When elected officials choose their voters instead of voters choosing their representatives, we no longer have a functioning democracy. That’s where we are and it’s time we had leaders who told the truth about it.
History rarely announces itself while it is happening. But future generations will look back on this moment and ask whether we defended our democratic ideals when it mattered the most.
They will ask whether we sat on our hands while those in power took a wrecking ball to the hard-fought victories of the civil rights movement, or whether we held them to account for their egregious behavior and stood up and fought for the next generation.
For me, this fight is personal. My children’s future representation is on the line. Their ability to fully participate in American democracy is on the line.
That is why, if I have the privilege of serving in Congress, one of my top priorities will be restoring voting protections, supporting independent redistricting commissions and increasing access to the ballot by passing legislation akin to the John Lewis Voting Rights Advancement Act.
Because the right to vote is the foundation of every other right we claim to value in this country. And if we allow that foundation to crack for some Americans, eventually it will crack for all of us.
We don’t face state mandated segregation or firebombed buses.
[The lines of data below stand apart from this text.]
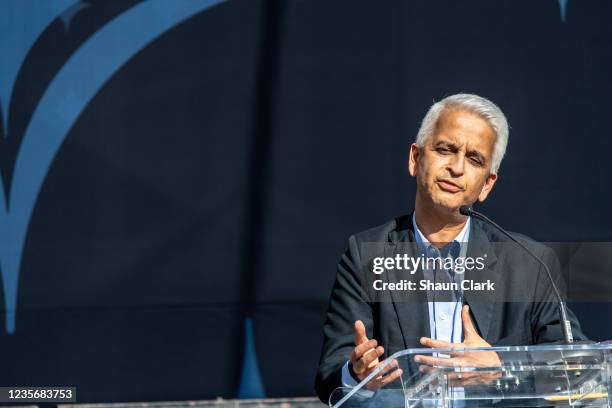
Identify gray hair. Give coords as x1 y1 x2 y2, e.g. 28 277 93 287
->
415 94 508 173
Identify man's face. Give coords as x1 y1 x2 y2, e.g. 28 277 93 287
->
408 109 497 212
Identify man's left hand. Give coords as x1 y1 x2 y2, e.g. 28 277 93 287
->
414 305 501 368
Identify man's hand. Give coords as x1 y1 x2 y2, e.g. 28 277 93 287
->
414 305 501 385
350 320 402 391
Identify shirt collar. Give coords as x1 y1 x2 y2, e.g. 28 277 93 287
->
412 213 472 247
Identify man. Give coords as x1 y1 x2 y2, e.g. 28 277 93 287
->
315 94 586 403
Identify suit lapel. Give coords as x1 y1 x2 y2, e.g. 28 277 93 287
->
464 218 503 340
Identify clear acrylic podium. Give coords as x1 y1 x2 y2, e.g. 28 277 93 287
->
329 342 612 408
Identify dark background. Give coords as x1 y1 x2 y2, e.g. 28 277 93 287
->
0 0 612 402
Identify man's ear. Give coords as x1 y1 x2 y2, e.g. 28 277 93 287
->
408 143 421 177
478 173 497 202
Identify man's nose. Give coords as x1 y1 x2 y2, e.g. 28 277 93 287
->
448 153 465 177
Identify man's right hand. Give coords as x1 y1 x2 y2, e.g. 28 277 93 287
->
350 320 402 391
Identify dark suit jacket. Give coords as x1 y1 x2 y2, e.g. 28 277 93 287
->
315 215 586 403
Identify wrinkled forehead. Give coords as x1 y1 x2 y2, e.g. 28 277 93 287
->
430 108 496 153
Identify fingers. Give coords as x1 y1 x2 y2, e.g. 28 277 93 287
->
414 354 464 367
355 320 368 346
419 337 454 348
461 305 480 342
353 346 385 375
351 339 378 363
366 360 404 391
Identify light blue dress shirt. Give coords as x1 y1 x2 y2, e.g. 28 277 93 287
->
412 214 471 343
342 214 471 397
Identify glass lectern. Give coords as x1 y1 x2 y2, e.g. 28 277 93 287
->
329 342 612 408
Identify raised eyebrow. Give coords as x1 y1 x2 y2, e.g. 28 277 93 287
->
467 150 486 161
434 140 457 149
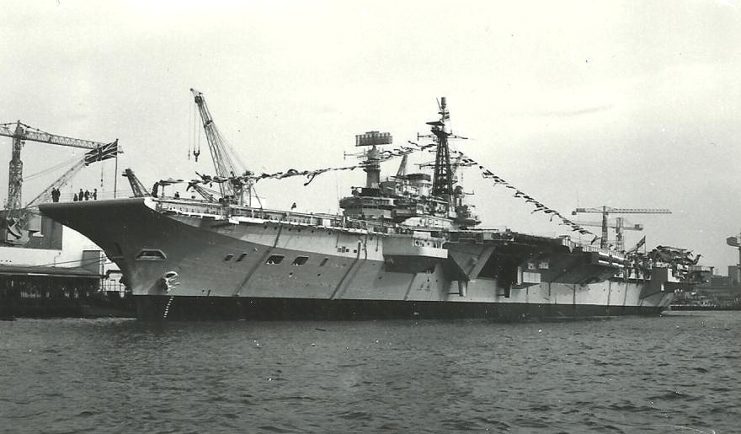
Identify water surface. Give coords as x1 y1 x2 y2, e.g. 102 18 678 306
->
0 312 741 433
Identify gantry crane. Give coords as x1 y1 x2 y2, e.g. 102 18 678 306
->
571 205 672 250
574 217 643 250
726 233 741 279
0 121 107 213
190 89 252 205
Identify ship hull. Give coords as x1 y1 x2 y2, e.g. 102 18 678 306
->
134 295 666 322
40 198 673 321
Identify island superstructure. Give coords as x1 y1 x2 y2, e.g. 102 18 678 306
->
40 91 704 320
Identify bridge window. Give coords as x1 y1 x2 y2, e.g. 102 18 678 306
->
265 255 285 265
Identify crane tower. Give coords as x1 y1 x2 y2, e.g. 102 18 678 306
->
571 205 672 251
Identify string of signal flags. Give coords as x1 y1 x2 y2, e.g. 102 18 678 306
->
181 141 599 237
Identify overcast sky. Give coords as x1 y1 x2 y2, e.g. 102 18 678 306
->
0 0 741 274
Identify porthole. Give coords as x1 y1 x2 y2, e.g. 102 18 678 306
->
136 249 167 261
265 255 285 265
293 256 309 265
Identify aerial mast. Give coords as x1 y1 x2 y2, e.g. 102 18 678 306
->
427 97 453 198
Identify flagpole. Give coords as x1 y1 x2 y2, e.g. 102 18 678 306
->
113 139 118 199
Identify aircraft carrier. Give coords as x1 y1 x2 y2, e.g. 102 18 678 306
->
39 91 704 320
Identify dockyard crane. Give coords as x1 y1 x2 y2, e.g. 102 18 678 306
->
571 205 672 250
0 121 110 217
190 88 252 205
574 217 643 250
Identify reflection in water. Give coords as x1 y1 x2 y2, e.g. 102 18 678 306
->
0 312 741 432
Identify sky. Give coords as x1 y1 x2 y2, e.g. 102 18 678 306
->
0 0 741 274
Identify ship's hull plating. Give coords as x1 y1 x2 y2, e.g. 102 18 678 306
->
40 199 672 320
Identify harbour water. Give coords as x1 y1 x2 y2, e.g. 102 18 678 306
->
0 312 741 433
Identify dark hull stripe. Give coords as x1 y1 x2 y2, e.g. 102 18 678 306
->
134 296 664 321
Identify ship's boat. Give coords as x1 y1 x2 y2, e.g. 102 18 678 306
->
39 94 700 320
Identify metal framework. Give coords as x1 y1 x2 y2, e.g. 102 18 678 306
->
571 205 672 250
190 88 251 200
0 121 106 216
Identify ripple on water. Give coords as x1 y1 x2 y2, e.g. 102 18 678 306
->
0 312 741 433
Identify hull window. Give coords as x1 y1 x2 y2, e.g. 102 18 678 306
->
136 249 167 261
293 256 309 265
265 255 285 265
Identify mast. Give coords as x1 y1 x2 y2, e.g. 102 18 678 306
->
427 97 453 199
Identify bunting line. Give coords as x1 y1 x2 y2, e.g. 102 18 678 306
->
188 141 599 237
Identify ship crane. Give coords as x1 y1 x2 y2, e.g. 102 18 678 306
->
0 121 113 216
571 205 672 251
190 89 253 205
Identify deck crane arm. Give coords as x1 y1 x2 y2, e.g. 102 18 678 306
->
571 205 672 250
123 169 151 197
190 89 243 203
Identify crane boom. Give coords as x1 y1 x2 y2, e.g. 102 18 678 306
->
26 158 86 208
123 169 151 197
0 121 105 149
190 88 243 202
571 205 672 250
0 121 112 216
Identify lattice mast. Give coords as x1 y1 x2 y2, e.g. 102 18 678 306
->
571 205 672 251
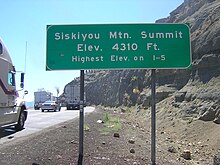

But we do face a President who thinks he’s above the law. We face lawmakers who are capitulating their constitutional responsibilities. We face threats to a free press and disinformation campaigns on a historic scale. We face the dangerous normalization of political violence and corruption. We face, as Martin Luther King Jr. put it, “the fierce urgency of now.”
MLK Jr., John Lewis, Diane Nash and their brethren understood something fundamental: democracy is never self-executing. Every generation must decide whether it is willing to defend it.
This is our generation’s test. It is not time to grow quiet. It is time, once again, to act.